An Evaluation of Massively Parallel Algorithms for DFA Minimization
Jan Martens, Anton Wijs

TL;DR
This paper evaluates four massively parallel algorithms for DFA minimization on GPUs, revealing practical performance insights and introducing a novel algorithm that outperforms existing methods on certain benchmarks.
Contribution
It compares existing parallel DFA minimization algorithms and introduces a new algorithm with improved practical performance on GPU architectures.
Findings
Theoretically optimal algorithms are not always practically efficient on GPUs.
Parallel partition refinement algorithms perform better in practice despite worse theoretical complexity.

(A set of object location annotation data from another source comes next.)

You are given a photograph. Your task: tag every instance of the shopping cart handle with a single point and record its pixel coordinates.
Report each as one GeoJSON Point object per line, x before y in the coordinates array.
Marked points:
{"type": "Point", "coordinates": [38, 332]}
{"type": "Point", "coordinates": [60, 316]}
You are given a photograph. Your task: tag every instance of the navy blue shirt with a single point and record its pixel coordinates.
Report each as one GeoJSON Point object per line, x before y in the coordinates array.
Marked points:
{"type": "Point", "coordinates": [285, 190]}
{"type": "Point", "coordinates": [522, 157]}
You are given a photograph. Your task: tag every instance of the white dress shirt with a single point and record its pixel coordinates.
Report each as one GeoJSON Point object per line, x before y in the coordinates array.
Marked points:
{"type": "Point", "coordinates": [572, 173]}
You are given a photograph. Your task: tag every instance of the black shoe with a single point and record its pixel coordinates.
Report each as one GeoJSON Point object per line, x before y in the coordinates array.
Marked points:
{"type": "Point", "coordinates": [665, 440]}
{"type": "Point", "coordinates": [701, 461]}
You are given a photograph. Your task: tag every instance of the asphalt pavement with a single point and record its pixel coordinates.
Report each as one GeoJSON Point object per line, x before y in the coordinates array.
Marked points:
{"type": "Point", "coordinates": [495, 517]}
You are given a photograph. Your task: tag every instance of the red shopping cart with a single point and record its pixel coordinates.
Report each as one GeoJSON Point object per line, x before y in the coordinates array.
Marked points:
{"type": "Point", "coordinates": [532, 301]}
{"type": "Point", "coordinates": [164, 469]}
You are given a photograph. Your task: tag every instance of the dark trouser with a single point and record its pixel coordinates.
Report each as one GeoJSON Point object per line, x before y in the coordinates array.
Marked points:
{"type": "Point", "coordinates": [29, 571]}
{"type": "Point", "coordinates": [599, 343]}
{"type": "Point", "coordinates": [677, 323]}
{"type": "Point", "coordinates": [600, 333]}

The new algorithm with parallel partial transitive closure shows improved runtime on specific benchmarks.
Abstract
We study parallel algorithms for the minimization of Deterministic Finite Automata (DFAs). In particular, we implement four different massively parallel algorithms on Graphics Processing Units (GPUs). Our results confirm the expectations that the algorithm with the theoretically best time complexity is not practically suitable to run on GPUs due to the large amount of resources needed. We empirically verify that parallel partition refinement algorithms from the literature perform better in practice, even though their time complexity is worse. Lastly, we introduce a novel algorithm based on partition refinement with an extra parallel partial transitive closure step and show that on specific benchmarks it has better run-time complexity and performs better in practice.